A Serious Call To A Devout And Holy Life, by William Law
I would likely never have read quite a few books, including this one, had I not first read a book commending this work as one of 25 books that all Christians should read in their lifetimes . Quite a few of these books have been Christian classics worthy of being read, but this book unfortunately reads like the nagging of an insufferable prig. A great deal of my considerable annoyance at this book has to do with the framing. This book is like a minister giving a finger-wagging jeremiad to his audience, and rather than someone seeking a godly way to live and obey God and setting a good example, this book is a serious of arrogant and hostile lectures. One gets the distinct feeling that this book was chosen as one of the two dozen great classics of Christian writing because those people appreciated the finger-wagging and had the same pietist feelings about our own present age. This sentiment does not make this book any more enjoyable to read, but even if this book is difficult to enjoy, it is certainly worthwhile to read on other grounds.
In terms of its contents, this book consists of 300 pages of someone giving their unasked for spiritual advice on how to engage in works righteousness and more or less earn their way into God’s good graces. Throughout the book one gets the distinct feeling that the author is trying to promote an almost Roman Catholic spirituality under another name, for popery was looked down upon in the 18th century England when the author wrote. The chapters contain various calls to overcome the materialism of life and devote oneself to prayer and extreme personal piety through various object lessons taken from the author’s views of the people of his own time, some positive and mostly negative and all of them given some kind of odd Greek or Latin-based name in order to avoid the inevitable lawsuits for libel that would have resulted had the author spoken about them by their name. The result is a book that drags on and tends to be written deliberately to provoke the reader into some sort of attempt at self-justification in the face of the author’s attacks, ending with a few chapters that appear to be encouraging the reader to set up a personal devotional habit that resembles the monastic prayers of the Middle Ages, although the author is not intellectually honest enough to tell his readers that he is promoting prayers on prime or vespers or something else of that nature.
So, if this book is such a chore to get through and is written so unpleasantly, what about it is worthwhile to read? There are at least some praiseworthy aspects of this book. The author’s goals of supporting social causes is notable and worthy, and the author has a high view of the spiritual capabilities of women and appears to have risen above much of the casual sexism of his time, which is praiseworthy. Most of all, though, is that this book serves us as reminder of what we can be when we let our own thoughts of personal piety overcome any sort of concern for the well-being and respect for the freedom of others. This book is like a post stuck in the water telling us that shoals or reefs are ahead and that if we want to safely travel through the seas of our lives without encountering shipwreck we should avoid sailing in that direction.
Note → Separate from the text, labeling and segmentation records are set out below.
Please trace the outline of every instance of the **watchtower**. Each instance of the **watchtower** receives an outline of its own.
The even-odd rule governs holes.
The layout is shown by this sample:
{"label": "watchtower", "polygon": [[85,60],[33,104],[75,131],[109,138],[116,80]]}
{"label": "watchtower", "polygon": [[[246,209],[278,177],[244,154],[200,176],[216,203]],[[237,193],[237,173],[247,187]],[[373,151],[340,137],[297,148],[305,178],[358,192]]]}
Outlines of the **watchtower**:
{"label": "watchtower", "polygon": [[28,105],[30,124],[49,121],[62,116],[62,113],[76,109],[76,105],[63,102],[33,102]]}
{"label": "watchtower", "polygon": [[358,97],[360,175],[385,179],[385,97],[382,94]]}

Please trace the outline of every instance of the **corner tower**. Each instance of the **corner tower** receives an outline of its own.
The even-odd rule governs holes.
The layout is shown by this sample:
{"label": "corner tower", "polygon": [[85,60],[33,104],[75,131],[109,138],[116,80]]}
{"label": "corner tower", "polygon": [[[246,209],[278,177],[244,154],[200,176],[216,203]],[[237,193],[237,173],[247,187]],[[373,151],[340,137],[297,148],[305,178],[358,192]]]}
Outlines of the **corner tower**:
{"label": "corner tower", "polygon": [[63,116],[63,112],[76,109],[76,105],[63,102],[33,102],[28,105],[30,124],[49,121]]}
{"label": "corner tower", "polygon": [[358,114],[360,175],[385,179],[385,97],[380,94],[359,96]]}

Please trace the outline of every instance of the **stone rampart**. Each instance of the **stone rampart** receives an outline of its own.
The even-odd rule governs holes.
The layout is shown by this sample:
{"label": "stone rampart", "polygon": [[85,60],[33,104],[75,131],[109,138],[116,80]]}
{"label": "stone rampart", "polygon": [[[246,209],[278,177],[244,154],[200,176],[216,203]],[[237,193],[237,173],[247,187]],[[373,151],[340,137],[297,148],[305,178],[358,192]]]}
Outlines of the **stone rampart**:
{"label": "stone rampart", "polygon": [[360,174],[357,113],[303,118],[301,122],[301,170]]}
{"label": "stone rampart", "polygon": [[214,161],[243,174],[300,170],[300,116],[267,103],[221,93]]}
Sometimes knowing what spirituality to avoid in our lives, including the self-righteous condemnation of others who are at last as righteous as ourselves, is as important to be aware of as the sort of spiritual practices and disciplines we should appreciate. This is the work of an ascetic whose writings seem almost Gnostic in their distaste for God’s physical creation, and as a warning of what we are to avoid in our own spiritual life this book is certainly an achievement, although not necessarily an achievement someone would prefer to write.